Voice. It’s the author’s voice.

Often I open a novel that either a professional reviewer or a friend has assured me I’ll love, and I simply can’t read it. It’s not the subject, not the setting, not the quality of the writing that fails to excite me—it’s the author’s voice. That voice is not one I’m attuned to, which is neither my fault nor the author’s. And certainly, that alone is no cause for me to say it’s a terrible book.

The voices of the writers I prefer don’t all sound the same. I study them, copying whole pages by hand trying to understand what makes them sing for me. Word choice, syntax, tone, rhythm, etc. are all elements of writing style, but I think writers can have similar styles and yet the voice is different. There’s something more that defines voice. It’s an element lying below all the rest. Something that breathes life into the words. Something, I think, that can’t be learned.

Naturally, I wonder about my own writer’s voice. It’s still trying to struggle out of its chrysalis. I hope it’s on its way to being pure and honest and alive. Because then, someday, readers will count my voice among their favorites.

Linda

Author, Books, Fiction

What does this say about me?

Three weeks ago, the lovely author Darlene Foster tagged me to receive The Booker Award. The rules of this award say I’m to list five of my favorite books and then pass the award on to five other people. At first I read that as my five favorite books, which seemed an impossible job, but then I saw that little word “of”. I can do that.

Since then, I’ve paused at my book shelves many times trying to make choices. My reading tastes have changed many times through the years, and I don’t own a copy of every book I’ve read, so it’s possible I’m forgetting books I would have chosen. I found myself looking at some books and realizing I didn’t remember reading them at all, though I know I did. I considered choosing books to impress the literati, but I hate snobbery. So here are five OF my favorite books—and even more, five writers I admire.

For many years, I read everything Stephen King wrote, except the Dark Tower Series. I’ve read some of his novels more than once, but The Stand is my favorite. I’ve read it four times, including the uncut version.

When I read the description of this book, chosen for my discussion group, I doubted I would care much for it. War stories? Nah. Silly me. Tim O’Brien’s writing amazed me, and The Things They Carried has been on my best books list ever since.

I’ve read all of Anne Tyler’s books, even the one she wrote for children, and I’ve read many more than once. The first time I read Breathing Lessons, the main character annoyed me. But she also haunted me. So I read it again, and then I realized that I’d been annoyed by her because she was a bit like me. 🙂

For many years, I also read Maeve Binchy’s novels. I drifted away a time or two and then came back and caught up. Now, she’s gone, and I feel I should catch up again. I believe Circle of Friends was the first of her books I read. I became an instant fan of her talent for drawing the reader into her rich fictional world.

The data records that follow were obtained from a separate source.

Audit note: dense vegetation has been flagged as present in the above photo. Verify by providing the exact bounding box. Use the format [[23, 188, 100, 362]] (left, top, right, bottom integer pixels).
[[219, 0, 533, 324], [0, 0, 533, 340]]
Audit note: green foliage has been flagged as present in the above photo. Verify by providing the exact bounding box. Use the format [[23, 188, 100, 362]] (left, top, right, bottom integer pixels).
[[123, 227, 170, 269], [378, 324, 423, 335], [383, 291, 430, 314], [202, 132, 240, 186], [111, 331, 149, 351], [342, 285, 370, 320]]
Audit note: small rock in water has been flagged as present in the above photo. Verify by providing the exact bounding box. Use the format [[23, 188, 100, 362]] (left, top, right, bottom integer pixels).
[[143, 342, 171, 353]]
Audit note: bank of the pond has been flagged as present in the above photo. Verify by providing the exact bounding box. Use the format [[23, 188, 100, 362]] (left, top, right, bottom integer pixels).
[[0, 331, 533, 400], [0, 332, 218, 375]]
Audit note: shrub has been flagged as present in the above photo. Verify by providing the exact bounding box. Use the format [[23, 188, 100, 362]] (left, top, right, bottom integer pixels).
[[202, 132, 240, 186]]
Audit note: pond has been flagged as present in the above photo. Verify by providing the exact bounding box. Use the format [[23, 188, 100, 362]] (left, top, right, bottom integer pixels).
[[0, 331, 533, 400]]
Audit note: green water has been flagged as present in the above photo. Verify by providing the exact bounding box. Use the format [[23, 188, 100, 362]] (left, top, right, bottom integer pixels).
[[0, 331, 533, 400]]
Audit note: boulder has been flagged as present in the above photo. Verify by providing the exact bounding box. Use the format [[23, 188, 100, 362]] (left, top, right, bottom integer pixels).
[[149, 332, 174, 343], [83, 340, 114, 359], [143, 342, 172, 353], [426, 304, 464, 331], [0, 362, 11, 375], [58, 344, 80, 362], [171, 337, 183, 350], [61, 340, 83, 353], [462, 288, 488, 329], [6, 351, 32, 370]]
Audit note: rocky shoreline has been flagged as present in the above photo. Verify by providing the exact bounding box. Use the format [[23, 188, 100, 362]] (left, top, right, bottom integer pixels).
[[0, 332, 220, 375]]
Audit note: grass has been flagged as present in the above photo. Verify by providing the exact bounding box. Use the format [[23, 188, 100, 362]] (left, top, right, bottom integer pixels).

I’m a late-comer to Sherman Alexie’s work. I’d heard the name for many years, but I knew him only for his screenplay for Smoke Signals. I can’t remember how I ended up with a copy of The Absolutely True Diary of a Part-Time Indian, but it sat in my to-read list for some time before I got around to reading it. Boy, was I sorry it took me so long. Alexie’s writing is magical. The voice in this book is one of the purest examples I’ve read. I’m now reading Blasphemy, his latest collection of short stories, and so far each one has blown me away.

I guess that’s an eclectic group of five, but that probably tells you something about me. Now I’m supposed to choose five people to pass the award to, but I rarely do that because often those I pick don’t care to play along. So if you’d like to share five of your favorite books on your blog, take the award and say I chose you. Or share on this page in the comments. I’d like to see your choices.

Books, Fiction, Horror, Musings, Reading, Reflections

How I read from there to here!

Recently, I’ve been thinking of all the books I’ve read in my life … not that I can actually remember them all—or even a third. Specifically, I’ve thought of different categories of books and when I read them. While waiting for my first son to be born I read the likes of Updike, Angelou, and Bradbury. By the time my second son was born, less than two years after the first, I used my reading time mostly to escape with Holt, du Maurier, and Clark.

They looked like angels.

Fast forward a few years and two more sons. As I recall, at that time, my tastes in reading seemed to fall mainly in two categories: horror and humor. Hello, King and Bombeck. This probably makes perfect sense to any mothers reading this.

By that time, I was also heavily involved in the church and that’s when non-fiction began to outweigh fiction. For the next 20+ years, I read far less fiction. Oddly—or maybe not—my fiction choices during that time were almost exclusively horror. I ended that period with two large bookcases, one filled with religious books and the other with King, Straub, Rice, Harris, and non-fiction books on the supernatural.

They might kill me for this one, circa 1993!

Then, my sons were grown and I rediscovered fiction. I eased in with Auel, Binchy, Gabaldon and then, I discovered my true love—Southern fiction—in the likes of Tyler, Reynolds, Smith, Walker.  When one future daughter-in-law recommended I widen my reading scope, I discovered books most of you had probably read when they were on the bestsellers list: Marquez, Russo, Hijuelos, Proulx, McCullers, and short story collections by O’Connor and Munro. The floodgates open, it seems now I discover a new favorite fiction author every week.

How about you? Has your adult reading path meandered or or been straight and sure?